L’ensemble de ces travaux préparatoires a permis aux parlementaires de voter la loi relative au
domaine foncier rural, à l’unanimité, le 18 décembre 1998. Cette loi a été promulguée le 23 décembre
1998 et publiée au Journal Officiel de la République de Côte d’Ivoire le 14 Janvier 1999.
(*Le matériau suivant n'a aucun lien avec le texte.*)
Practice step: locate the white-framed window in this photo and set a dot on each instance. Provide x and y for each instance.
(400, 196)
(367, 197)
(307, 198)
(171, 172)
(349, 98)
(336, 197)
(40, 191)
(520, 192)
Sur ce point, nous avons lu avec étonnement, dans le résumé des conclusions de la conférence sur le
foncier en Afrique qui s’est tenue à Londres les 8 et 9 novembre 2004 à laquelle nous n’avons pas
participé, que la loi sur le foncier rural de la Côte d’Ivoire « a en majeure partie été rédigée derrière
des portes»2
1.2-La loi relative au domaine foncier rural
Nous ferons une brève présentation de la loi sur le foncier rural à travers son objet, ses objectifs et son
contenu.
1.2.1-Objet et objectifs
La loi relative au domaine foncier rural a pour objet la transformation des droits fonciers coutumiers
en droits de propriété.
Ses objectifs sont notamment d’apporter la sécurité foncière en milieu rural. La clarification des droits
est un préalable pour réduire voire mettre fin aux trop nombreux conflits fonciers existants en milieu
rural. La loi fournit par ailleurs un cadre juridique précis pour le règlement des conflits lorsqu’ils
surviennent. Elle permet également de légaliser le marché foncier et de donner une vraie valeur
marchande à la terre rurale, ce qui n’est pas le cas aujourd’hui. La terre pourra alors être donnée en
garantie pour des prêts accordés par les établissements financiers. La loi contribuera ainsi à sécuriser
dans la durée les investissements réalisés sur le domaine foncier rural, constituant un encouragement à
la stabilisation et à la modernisation des exploitations agricoles. Elle facilitera le passage au droit
moderne qui nous paraît plus sécurisant dans la durée pour les propriétaires de terres rurales, les
exploitants non propriétaires, leurs héritiers et leurs partenaires. Enfin, elle encourage le retour ou le
2 Cette assertion qui figure dans le dossier 136 de mars 2005 de iied n’est pas conforme à la réalité.